Most of us would like to spend less time firefighting and more time doing proactive work. Reactive firefighting gets in the way of the proactive things we really want to do, as it happens on its own schedule. In other words, while we get to plan when we want to evaluate that new cloud service or upgrade the SAN, we generally do not get to decide when we respond to a service outage or a mission critical hardware failure. While Incident Management is (by definition) a purely reactive endeavor, Problem Management is the key to this shift from proactive to reactive.
So why do so many organizations struggle with implementing Problem Management? It certainly isn’t for lack of effort or good intentions.

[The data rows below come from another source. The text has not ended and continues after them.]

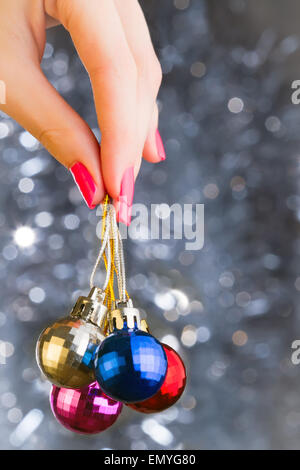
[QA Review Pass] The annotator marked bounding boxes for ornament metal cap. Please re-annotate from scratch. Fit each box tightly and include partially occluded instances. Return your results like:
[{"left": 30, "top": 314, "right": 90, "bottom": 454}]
[
  {"left": 107, "top": 299, "right": 149, "bottom": 333},
  {"left": 70, "top": 287, "right": 107, "bottom": 331}
]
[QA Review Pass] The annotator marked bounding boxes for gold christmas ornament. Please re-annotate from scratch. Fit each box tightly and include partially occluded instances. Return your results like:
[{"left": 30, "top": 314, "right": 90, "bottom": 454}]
[{"left": 36, "top": 287, "right": 107, "bottom": 388}]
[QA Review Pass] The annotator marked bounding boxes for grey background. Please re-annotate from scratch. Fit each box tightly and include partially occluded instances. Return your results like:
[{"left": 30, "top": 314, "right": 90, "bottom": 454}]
[{"left": 0, "top": 0, "right": 300, "bottom": 449}]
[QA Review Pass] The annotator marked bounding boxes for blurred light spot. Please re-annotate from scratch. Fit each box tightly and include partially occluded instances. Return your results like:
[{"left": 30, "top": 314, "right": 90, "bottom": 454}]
[
  {"left": 64, "top": 214, "right": 80, "bottom": 230},
  {"left": 265, "top": 116, "right": 281, "bottom": 132},
  {"left": 22, "top": 367, "right": 37, "bottom": 382},
  {"left": 181, "top": 325, "right": 197, "bottom": 348},
  {"left": 161, "top": 335, "right": 180, "bottom": 351},
  {"left": 174, "top": 0, "right": 190, "bottom": 10},
  {"left": 181, "top": 395, "right": 197, "bottom": 410},
  {"left": 232, "top": 330, "right": 248, "bottom": 346},
  {"left": 203, "top": 183, "right": 220, "bottom": 199},
  {"left": 52, "top": 52, "right": 69, "bottom": 76},
  {"left": 235, "top": 291, "right": 251, "bottom": 307},
  {"left": 21, "top": 157, "right": 46, "bottom": 177},
  {"left": 190, "top": 300, "right": 204, "bottom": 313},
  {"left": 154, "top": 292, "right": 176, "bottom": 310},
  {"left": 2, "top": 245, "right": 18, "bottom": 261},
  {"left": 14, "top": 225, "right": 35, "bottom": 248},
  {"left": 10, "top": 409, "right": 44, "bottom": 447},
  {"left": 19, "top": 131, "right": 39, "bottom": 151},
  {"left": 263, "top": 253, "right": 280, "bottom": 270},
  {"left": 29, "top": 287, "right": 46, "bottom": 304},
  {"left": 197, "top": 326, "right": 211, "bottom": 343},
  {"left": 164, "top": 309, "right": 179, "bottom": 322},
  {"left": 0, "top": 312, "right": 6, "bottom": 326},
  {"left": 34, "top": 212, "right": 53, "bottom": 228},
  {"left": 18, "top": 178, "right": 34, "bottom": 194},
  {"left": 17, "top": 307, "right": 33, "bottom": 321},
  {"left": 227, "top": 97, "right": 244, "bottom": 114},
  {"left": 254, "top": 343, "right": 270, "bottom": 359},
  {"left": 0, "top": 122, "right": 9, "bottom": 139},
  {"left": 171, "top": 289, "right": 190, "bottom": 315},
  {"left": 0, "top": 392, "right": 17, "bottom": 408},
  {"left": 7, "top": 408, "right": 23, "bottom": 424},
  {"left": 230, "top": 176, "right": 246, "bottom": 192},
  {"left": 191, "top": 62, "right": 206, "bottom": 78},
  {"left": 48, "top": 233, "right": 64, "bottom": 250},
  {"left": 219, "top": 271, "right": 235, "bottom": 288},
  {"left": 142, "top": 418, "right": 173, "bottom": 447}
]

Tools to support Problem Management are generally available, as well. Fortunately, Problem Management is actually one of the easiest processes to get off the ground – providing you stick to a few key principles.
Identify a Problem Manager
This first and most important step to implementing Problem Management is to… wait for it… Identify a Problem Manager. Did I just blow your mind? Thought so. Seriously, though – it is absolutely crucial to appoint someone who will be the single point of accountability for managing problems throughout their lifecycle. This person is the Problem Management process owner – the “A” in the RACI model – for a lot of Problem Management activities.
Now, I know some of you are thinking you already have a Problem Manager, and that it’s the Service Desk Manager (or whoever owns Incident Management in your organization). At this point I want you to stop reading, walk over to the corner of the room, and slap yourself in the face. I’ll wait.
Ok. Sorry I had to ask you to do that, but it had to be done. The Problem Management process owner should NEVER be the same as the person who owns Incident Management. I get emails from recruiters now and then looking for an “Incident and Problem Manager”, which makes me shake my fist at the ceiling and silently rage “THAT’S TWO PEOPLE!!!” as I sit at my desk. My coworkers think I’m extremely well adjusted. (Here’s more on Incidents vs. Problems vs. Service Requests.)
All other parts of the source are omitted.